Further, the image feature vector comprises a fruit tree image feature vector and a disease image position feature vector.

Further, the S2 specifically includes:

performing feature extraction on the image sample through a target detection algorithm based on a residual error network ResNet-152 to obtain an image feature vector;

and performing feature extraction on the first text sample by using a word vector embedding method and a long-short term memory neural network to obtain a problem keyword feature vector.

Further, the image feature vector is to divide each image sample into a plurality of regions; each region is represented by a vector with 2048 dimensions and is used as the input of a subsequent network;

wherein, configuring corresponding object detector and attribute classifier for each region; the object bounding box of each object detector has a corresponding attribute class.

Further, the extracting features of the first text sample by using a word vector embedding method and a long-short term memory neural network to obtain a problem keyword feature vector specifically includes:

processing the input fruit tree disease control problem into a plurality of single words, and intercepting N words from the plurality of single words; if the number of the plurality of single words is less than N, filling with 0;

capturing semantic features of the intercepted words by combining a 300-dimensional word vector model (Glove), and converting the semantic features into a problem feature vector;

and coding the problem feature vector by using a long-short term memory neural network (LSTM), and extracting problem keyword feature information from the problem feature vector to obtain the problem keyword feature vector.

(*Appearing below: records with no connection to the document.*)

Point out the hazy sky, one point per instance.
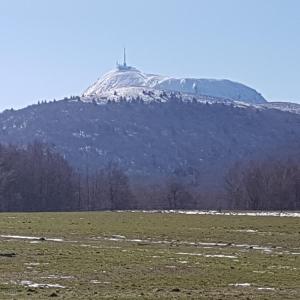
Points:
(55, 48)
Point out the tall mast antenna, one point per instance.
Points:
(124, 57)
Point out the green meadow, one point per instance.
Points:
(135, 255)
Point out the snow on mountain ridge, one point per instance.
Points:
(132, 77)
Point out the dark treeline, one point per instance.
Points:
(266, 185)
(36, 178)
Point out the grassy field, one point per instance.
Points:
(116, 255)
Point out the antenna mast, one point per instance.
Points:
(124, 64)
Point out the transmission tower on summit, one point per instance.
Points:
(124, 65)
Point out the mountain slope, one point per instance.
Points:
(156, 139)
(130, 77)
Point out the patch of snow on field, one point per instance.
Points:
(33, 238)
(295, 214)
(240, 284)
(40, 285)
(208, 255)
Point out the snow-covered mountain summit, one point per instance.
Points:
(134, 81)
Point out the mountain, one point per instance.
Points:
(134, 80)
(155, 127)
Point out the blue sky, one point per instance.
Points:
(55, 48)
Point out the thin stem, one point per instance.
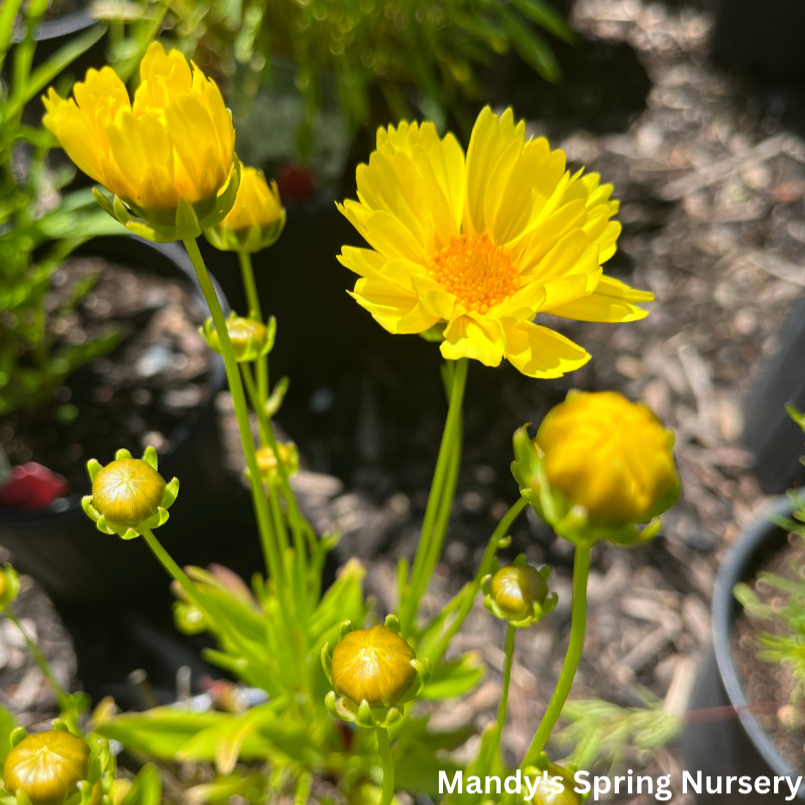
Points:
(267, 538)
(581, 570)
(253, 300)
(63, 697)
(483, 569)
(420, 575)
(384, 747)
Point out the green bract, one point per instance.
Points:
(125, 504)
(568, 521)
(375, 714)
(185, 222)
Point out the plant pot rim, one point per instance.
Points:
(113, 248)
(740, 564)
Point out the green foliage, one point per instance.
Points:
(420, 56)
(601, 732)
(38, 227)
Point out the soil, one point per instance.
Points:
(154, 380)
(770, 686)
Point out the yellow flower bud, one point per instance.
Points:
(250, 339)
(127, 492)
(168, 155)
(47, 766)
(255, 221)
(516, 588)
(373, 665)
(609, 456)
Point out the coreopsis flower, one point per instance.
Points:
(518, 593)
(47, 767)
(470, 250)
(599, 466)
(167, 157)
(129, 494)
(256, 220)
(374, 672)
(250, 339)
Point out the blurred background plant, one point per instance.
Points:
(329, 69)
(39, 226)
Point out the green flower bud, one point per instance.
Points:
(518, 593)
(47, 767)
(129, 494)
(250, 339)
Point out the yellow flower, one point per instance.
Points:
(373, 665)
(172, 147)
(47, 766)
(610, 456)
(477, 247)
(256, 220)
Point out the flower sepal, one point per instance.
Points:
(571, 521)
(250, 338)
(518, 593)
(144, 502)
(184, 222)
(377, 712)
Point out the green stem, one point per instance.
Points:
(422, 570)
(581, 570)
(64, 699)
(384, 747)
(267, 538)
(483, 569)
(253, 300)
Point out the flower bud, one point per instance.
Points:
(129, 494)
(267, 461)
(599, 466)
(255, 221)
(47, 766)
(250, 339)
(518, 593)
(373, 665)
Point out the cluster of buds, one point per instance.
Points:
(256, 220)
(518, 593)
(250, 338)
(601, 467)
(129, 494)
(374, 673)
(56, 767)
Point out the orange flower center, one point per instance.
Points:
(478, 272)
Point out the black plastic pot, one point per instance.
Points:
(61, 548)
(728, 739)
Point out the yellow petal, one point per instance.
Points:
(479, 337)
(611, 301)
(540, 352)
(491, 138)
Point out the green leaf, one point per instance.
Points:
(454, 678)
(546, 17)
(146, 789)
(47, 72)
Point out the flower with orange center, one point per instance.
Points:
(473, 248)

Further, in S4, the classifier is trained as follows:

acquiring a large number of image samples and second text samples for the growth cycle of the fruit tree; the second text sample comprises a fruit tree disease treatment problem and a real answer corresponding to the fruit tree disease treatment problem;

respectively extracting the features of the image sample and the second text sample to obtain an image feature vector and a problem keyword feature vector;

preprocessing the image feature vector and the problem keyword feature vector;

introducing a multi-modal fusion model; respectively transmitting the preprocessed image feature vectors and the problem keyword feature vectors into the multi-modal fusion model, and outputting fused multi-modal features;

and taking the fused multi-modal characteristics as input, and taking a real answer corresponding to the fruit tree disease control problem as output for training a classifier.

Further, the pretreatment specifically comprises:

extracting fruit tree image characteristic vectors and disease image position characteristic vectors from the image characteristic vectors through a multi-view attention mechanism;

capturing the relation between the fruit tree image characteristic vector and the problem keyword characteristic vector, and performing text representation learning to obtain the correlation between the fruit tree image characteristic of the target fruit tree and the problem keyword characteristic;

and interacting the fruit tree image characteristic vector and the disease image position characteristic vector to obtain the correlation between the fruit tree image characteristic and the disease image position characteristic.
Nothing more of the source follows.